In what could almost be a 25th birthday present for the James Clerk Maxwell Telescope, an advanced cryogenic camera has unveiled new dusty bands of star formation in a distant galaxy.

Red colours show M66 as it appears at submillimetre wavelengths
Red colours show M66 as it appears at submillimetre wavelengths, projected against a visible view of the galaxy. Credit: VLT/ESO, JAC, G. Bendo

The SCUBA-2 camera (Submillimetre Common User Bolometer Array) fitted to the JCMT honed its keen sight onto Messier 66, a spiral galaxy lying 36 million light years away in the constellation Leo.

Galaxies often possess vast dust lanes, obscuring anything within them like a ‘galactic smog’. However, this same dust absorbs emissions from whatever is inside and re-radiates it at wavelengths that SCUBA-2 is designed to detect, using an extremely sensitive superconducting chip.

One of the team’s leaders, Dr Stephen Serjeant of the Open University’s Centre for Earth, Planetary, Space and Astronomical Research, said: “This exquisite image from M66 is exactly the promising start we were hoping for. It is a wonderfully exciting taste of things to come.” 

As Associate Director of the JCMT Dr Antonio Chrysostomou explains, SCUBA-2 has wide ambitions. “There are six different surveys running with SCUBA-2, and altogether, these are called the JCMT Legacy Survey,” he said.

“These are ambitious observing surveys with the common theme of ‘origins’, from planet formation (i.e. debris disks), star formation, and galaxy formation and evolution.”
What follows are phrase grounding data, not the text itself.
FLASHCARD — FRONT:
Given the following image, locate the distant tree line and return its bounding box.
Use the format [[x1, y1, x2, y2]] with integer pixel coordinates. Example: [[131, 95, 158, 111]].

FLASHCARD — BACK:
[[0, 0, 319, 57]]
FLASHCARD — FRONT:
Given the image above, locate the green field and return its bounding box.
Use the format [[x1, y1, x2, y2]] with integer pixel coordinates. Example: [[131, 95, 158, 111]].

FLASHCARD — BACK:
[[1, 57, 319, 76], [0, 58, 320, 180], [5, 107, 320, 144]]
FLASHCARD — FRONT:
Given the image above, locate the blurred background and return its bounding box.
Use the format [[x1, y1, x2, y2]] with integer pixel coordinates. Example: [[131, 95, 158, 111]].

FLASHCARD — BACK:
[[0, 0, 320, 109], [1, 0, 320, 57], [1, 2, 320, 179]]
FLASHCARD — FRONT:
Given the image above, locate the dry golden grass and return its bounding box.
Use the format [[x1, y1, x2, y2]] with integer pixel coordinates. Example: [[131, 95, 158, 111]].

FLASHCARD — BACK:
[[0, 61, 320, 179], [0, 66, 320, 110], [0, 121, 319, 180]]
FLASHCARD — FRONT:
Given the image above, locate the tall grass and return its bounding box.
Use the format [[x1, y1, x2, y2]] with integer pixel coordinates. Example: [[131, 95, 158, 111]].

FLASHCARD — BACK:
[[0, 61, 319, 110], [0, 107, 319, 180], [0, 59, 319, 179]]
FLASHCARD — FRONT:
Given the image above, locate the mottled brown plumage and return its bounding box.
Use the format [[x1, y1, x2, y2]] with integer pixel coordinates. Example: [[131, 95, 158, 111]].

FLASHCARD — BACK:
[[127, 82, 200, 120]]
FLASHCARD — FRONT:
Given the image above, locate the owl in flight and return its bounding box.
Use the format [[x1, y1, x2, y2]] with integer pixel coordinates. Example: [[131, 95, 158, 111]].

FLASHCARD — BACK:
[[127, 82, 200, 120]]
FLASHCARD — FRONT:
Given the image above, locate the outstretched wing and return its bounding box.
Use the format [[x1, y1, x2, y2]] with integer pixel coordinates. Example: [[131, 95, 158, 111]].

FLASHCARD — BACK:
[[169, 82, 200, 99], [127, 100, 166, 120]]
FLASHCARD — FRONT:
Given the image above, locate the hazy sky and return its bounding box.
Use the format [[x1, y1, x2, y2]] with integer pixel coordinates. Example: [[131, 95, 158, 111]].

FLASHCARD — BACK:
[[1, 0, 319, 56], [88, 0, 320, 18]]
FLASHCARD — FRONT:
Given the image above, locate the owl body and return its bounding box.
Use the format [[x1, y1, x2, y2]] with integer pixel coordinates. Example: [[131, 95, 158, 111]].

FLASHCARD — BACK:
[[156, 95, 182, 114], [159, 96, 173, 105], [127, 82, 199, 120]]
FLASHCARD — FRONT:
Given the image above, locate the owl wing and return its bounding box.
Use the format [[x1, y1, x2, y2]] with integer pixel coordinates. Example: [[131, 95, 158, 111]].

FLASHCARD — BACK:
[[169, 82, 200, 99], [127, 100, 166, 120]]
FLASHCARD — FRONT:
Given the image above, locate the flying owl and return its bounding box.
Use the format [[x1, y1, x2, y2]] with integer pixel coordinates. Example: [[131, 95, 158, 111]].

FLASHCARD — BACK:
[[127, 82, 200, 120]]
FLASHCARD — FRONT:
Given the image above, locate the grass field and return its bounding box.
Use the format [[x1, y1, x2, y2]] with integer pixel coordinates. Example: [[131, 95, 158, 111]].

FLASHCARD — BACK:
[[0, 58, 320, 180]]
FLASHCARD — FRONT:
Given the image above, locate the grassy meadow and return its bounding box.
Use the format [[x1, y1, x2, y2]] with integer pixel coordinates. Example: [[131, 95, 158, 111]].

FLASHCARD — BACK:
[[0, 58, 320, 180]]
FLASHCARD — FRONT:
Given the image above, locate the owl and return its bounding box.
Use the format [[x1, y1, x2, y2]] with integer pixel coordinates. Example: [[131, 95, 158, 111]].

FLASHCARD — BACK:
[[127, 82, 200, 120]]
These include a survey of galaxies when the Universe was just a billion years old, galaxies in the local neighbourhood, two surveys of the Galactic Plane, a survey of known debris disks, and one survey of star formation in the Gould Belt (a ring of stars tilted from the Galactic Plane).

The 15-metre JCMT in Hawaii, which first viewed the sky in 1987, is the largest sub-millimetre telescope in the world. It is operated by the Joint Astronomy Centre, which is an establishment of the UK’s Science and Technology Facilities Council (STFC) and operated in partnership with Canada and The Netherlands. The SCUBA-2 camera itself is led by STFC’s UK Astronomy Technology Centre in Edinburgh.